As you can see, removing features which perform badly gets rid of the noise and now our model performs better with other features.

In [None]:
cols = ['volatile acidity', 'residual sugar', 'chlorides', 'total sulfur dioxide', 
        'density', 'sulphates', 'alcohol']
x = overs_data_x[cols]
y = overs_data_y['quality_1']

glm_model = sm.GLM(y, x, family=sm.families.Binomial())
result = glm_model.fit()
print(result.summary2())

In [None]:
x_train, x_test, y_train, y_test = train_test_split(x,
                                                    y,
                                                    test_size=0.30,
                                                    random_state=0)
logreg = LogisticRegression(solver='liblinear')
logreg.fit(x_train, y_train)

In [None]:
y_pred = logreg.predict(x_test)
print('Accuracy of logistic regression classifier on test set: {:.2f}'.format(logreg.score(x_test, y_test)))

## Confusion Matrix

Confusion matrix is important. A medical test used for diagnosis with high accuracy might be rendered totally useless by having recall. Quick summary about values in the confusion matrix:

- Top left: True negative (tn)
- Top right: False positive (fp)
- Bottom left: False negative (fn)
- Bottom right True positive (tp)

Essentially you want top-left and bottom-right numbers to be as high as possible while top-right and bottom-left stays as low as possible.

In [None]:
from sklearn.metrics import confusion_matrix

confusion_matrix = confusion_matrix(y_test, y_pred)
print(confusion_matrix)
print(classification_report(y_test, y_pred))

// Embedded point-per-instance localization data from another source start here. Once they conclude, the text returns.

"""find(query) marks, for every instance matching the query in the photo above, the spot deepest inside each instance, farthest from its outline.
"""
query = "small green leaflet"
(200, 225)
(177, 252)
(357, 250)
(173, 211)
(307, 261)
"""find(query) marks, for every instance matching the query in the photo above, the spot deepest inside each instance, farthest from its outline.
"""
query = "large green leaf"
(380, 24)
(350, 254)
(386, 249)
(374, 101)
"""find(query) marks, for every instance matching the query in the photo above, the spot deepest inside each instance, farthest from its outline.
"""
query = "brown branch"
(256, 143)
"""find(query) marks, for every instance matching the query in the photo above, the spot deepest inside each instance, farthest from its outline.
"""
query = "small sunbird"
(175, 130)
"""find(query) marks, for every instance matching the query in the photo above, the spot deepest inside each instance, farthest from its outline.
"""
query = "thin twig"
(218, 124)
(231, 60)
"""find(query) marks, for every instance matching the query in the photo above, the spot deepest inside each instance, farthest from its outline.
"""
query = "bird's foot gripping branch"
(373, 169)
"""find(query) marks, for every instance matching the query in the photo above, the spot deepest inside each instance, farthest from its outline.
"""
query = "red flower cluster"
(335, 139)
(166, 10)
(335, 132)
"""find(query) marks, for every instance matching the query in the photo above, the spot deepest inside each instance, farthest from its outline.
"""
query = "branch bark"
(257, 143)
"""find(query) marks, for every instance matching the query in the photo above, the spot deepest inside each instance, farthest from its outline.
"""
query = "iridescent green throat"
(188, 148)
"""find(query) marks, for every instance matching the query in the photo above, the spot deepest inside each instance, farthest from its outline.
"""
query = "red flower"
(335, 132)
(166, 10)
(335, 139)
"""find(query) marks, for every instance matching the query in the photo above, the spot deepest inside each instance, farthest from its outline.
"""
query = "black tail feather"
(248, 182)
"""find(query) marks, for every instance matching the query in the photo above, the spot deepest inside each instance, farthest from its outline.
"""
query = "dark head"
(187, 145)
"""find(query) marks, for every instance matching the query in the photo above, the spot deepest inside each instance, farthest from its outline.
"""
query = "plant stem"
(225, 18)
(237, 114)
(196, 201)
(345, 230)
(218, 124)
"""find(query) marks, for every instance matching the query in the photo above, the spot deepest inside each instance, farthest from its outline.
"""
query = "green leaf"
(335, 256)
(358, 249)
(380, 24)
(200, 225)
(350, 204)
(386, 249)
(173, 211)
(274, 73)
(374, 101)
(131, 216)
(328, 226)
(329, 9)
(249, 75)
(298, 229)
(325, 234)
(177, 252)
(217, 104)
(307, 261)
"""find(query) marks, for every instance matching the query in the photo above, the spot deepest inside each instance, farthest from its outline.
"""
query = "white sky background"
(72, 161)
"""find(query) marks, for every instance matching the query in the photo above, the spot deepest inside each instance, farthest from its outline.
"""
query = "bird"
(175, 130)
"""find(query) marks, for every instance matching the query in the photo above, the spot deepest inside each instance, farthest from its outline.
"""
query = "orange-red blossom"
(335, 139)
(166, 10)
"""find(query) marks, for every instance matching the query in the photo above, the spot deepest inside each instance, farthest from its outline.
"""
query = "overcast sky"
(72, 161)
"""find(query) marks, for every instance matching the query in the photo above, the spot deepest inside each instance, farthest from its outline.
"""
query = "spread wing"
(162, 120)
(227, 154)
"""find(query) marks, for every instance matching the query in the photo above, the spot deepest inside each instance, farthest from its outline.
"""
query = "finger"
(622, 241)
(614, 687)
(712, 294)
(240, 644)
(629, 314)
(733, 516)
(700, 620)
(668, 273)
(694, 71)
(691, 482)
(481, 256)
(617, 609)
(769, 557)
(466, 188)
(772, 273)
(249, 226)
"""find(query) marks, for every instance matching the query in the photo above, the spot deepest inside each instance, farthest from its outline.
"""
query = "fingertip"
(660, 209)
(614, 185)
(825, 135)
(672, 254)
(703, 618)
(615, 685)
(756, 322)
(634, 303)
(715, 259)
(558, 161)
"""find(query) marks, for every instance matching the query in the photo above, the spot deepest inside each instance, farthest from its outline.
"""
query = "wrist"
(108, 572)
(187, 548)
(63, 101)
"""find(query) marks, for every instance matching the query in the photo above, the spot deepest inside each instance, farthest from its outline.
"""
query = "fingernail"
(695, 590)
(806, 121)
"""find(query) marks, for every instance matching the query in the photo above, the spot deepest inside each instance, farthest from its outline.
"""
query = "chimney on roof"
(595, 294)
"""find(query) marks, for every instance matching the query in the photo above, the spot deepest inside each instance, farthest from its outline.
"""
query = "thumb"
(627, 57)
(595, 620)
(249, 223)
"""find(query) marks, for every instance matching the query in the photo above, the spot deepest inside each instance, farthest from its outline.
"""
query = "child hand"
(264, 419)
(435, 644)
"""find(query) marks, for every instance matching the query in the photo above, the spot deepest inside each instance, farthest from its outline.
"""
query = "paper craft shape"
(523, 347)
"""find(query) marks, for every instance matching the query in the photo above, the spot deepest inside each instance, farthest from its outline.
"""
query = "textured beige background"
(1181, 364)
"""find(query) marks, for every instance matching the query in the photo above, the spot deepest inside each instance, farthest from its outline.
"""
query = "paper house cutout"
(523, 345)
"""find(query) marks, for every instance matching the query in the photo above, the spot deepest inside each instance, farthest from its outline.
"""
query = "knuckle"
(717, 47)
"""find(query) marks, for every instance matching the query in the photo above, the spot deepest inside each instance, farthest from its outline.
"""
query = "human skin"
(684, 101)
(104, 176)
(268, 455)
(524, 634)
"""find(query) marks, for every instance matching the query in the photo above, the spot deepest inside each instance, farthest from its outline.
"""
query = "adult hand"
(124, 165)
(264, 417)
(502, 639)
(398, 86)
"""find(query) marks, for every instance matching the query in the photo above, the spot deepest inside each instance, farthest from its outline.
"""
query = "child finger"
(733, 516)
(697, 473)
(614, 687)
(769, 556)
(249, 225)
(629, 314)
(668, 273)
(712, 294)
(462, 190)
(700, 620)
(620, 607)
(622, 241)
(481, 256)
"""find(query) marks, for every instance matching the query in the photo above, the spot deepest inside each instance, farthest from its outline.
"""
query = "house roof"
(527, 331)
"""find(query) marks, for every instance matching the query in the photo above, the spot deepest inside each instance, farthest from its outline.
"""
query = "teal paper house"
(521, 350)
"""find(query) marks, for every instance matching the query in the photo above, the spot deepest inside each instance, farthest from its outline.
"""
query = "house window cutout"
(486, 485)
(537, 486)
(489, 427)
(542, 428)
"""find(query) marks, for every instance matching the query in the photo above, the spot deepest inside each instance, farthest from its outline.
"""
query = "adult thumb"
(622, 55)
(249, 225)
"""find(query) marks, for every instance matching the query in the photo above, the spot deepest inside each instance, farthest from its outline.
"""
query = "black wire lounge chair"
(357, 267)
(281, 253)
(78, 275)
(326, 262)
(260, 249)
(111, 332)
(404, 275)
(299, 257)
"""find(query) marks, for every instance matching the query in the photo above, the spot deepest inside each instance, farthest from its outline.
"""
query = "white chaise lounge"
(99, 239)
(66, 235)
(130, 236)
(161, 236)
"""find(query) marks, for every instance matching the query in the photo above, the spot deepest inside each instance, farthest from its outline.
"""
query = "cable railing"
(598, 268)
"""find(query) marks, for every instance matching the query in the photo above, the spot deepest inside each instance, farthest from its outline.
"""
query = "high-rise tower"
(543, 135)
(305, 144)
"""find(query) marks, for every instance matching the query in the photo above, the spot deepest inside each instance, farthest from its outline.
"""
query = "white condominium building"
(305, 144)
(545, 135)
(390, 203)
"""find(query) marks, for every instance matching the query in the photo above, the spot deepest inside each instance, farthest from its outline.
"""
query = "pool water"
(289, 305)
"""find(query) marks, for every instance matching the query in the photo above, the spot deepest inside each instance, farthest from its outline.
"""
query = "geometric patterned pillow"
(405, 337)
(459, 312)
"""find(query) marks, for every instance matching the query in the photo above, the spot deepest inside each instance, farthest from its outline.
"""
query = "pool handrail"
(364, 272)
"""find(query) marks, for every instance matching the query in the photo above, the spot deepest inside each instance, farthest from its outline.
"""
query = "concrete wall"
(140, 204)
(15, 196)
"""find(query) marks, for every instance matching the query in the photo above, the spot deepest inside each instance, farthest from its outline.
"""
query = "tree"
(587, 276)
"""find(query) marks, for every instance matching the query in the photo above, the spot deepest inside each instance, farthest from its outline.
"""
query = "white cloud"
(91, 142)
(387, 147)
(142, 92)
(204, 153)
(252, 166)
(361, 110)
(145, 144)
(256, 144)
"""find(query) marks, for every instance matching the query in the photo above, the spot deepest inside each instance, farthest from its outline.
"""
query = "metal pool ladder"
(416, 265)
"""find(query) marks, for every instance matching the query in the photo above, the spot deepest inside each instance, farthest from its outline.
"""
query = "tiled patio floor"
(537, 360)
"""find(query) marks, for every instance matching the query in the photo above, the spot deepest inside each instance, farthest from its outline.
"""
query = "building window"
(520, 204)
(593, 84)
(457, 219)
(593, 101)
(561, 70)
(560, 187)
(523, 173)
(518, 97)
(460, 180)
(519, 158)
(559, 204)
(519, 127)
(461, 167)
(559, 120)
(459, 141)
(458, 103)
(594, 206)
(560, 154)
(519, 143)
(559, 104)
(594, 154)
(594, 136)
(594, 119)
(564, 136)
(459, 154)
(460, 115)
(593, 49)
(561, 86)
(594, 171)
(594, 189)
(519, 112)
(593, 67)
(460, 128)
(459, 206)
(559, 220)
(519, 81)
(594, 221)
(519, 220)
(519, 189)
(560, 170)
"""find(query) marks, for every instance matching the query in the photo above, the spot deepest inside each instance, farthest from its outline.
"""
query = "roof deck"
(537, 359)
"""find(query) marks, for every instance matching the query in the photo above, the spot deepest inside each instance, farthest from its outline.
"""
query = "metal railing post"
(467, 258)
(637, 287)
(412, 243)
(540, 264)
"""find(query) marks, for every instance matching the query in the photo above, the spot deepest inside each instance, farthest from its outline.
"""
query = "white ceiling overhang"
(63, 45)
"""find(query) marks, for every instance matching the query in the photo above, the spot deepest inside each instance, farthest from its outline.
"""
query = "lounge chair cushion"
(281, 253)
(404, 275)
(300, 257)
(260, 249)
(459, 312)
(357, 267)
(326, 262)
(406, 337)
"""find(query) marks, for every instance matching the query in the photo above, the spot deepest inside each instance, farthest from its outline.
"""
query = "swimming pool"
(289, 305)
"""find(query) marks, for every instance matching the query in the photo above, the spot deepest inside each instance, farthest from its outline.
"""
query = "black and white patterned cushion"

You probably know accuracy, but what are those precision and recall values?

- precision: tp / (fp + tp)
- recall: tp / (fn + tp)
- f1-score: 2(precision*recall) / (precision+recall)

Remember the medical test example? If your precision is low, you will falsely diagnose healthy people with cancer. If your recall is low, you will falsely diagnose people with cancer as healthy. Our model looks fine.

## ROC Curve

In [None]:
from sklearn.metrics import roc_auc_score
from sklearn.metrics import roc_curve

logit_roc_auc = roc_auc_score(y_test, logreg.predict(x_test))
fpr, tpr, thresholds = roc_curve(y_test, logreg.predict_proba(x_test)[:,1])
plt.figure()
plt.plot(fpr, tpr, label='Logistic Regression (area = %0.2f)' % logit_roc_auc)
plt.plot([0, 1], [0, 1],'r--')
plt.xlim([0.0, 1.0])
plt.ylim([0.0, 1.05])
plt.xlabel('False Positive Rate')
plt.ylabel('True Positive Rate')
plt.title('Receiver operating characteristic')
plt.legend(loc="lower right")
plt.show()

## Cross-validation

We are done with our model. One last thing left to do, which is cross validation.

In [None]:
from sklearn.model_selection import cross_validate, cross_val_score

In [None]:
cv_dict = cross_validate(logreg, x, y, cv=5, return_train_score=True)

In [None]:
cv_dict

In [None]:
scores = cross_val_score(logreg, x, y, cv=5)
print("Accuracy with cross-validation: %0.2f (+/- %0.2f)" % (scores.mean(), scores.std() * 2))

Aaand we are done! Now we have a model which can predict red wines' quality based on their components with 0.82 accuracy. Hopefully you had fun or learned something new.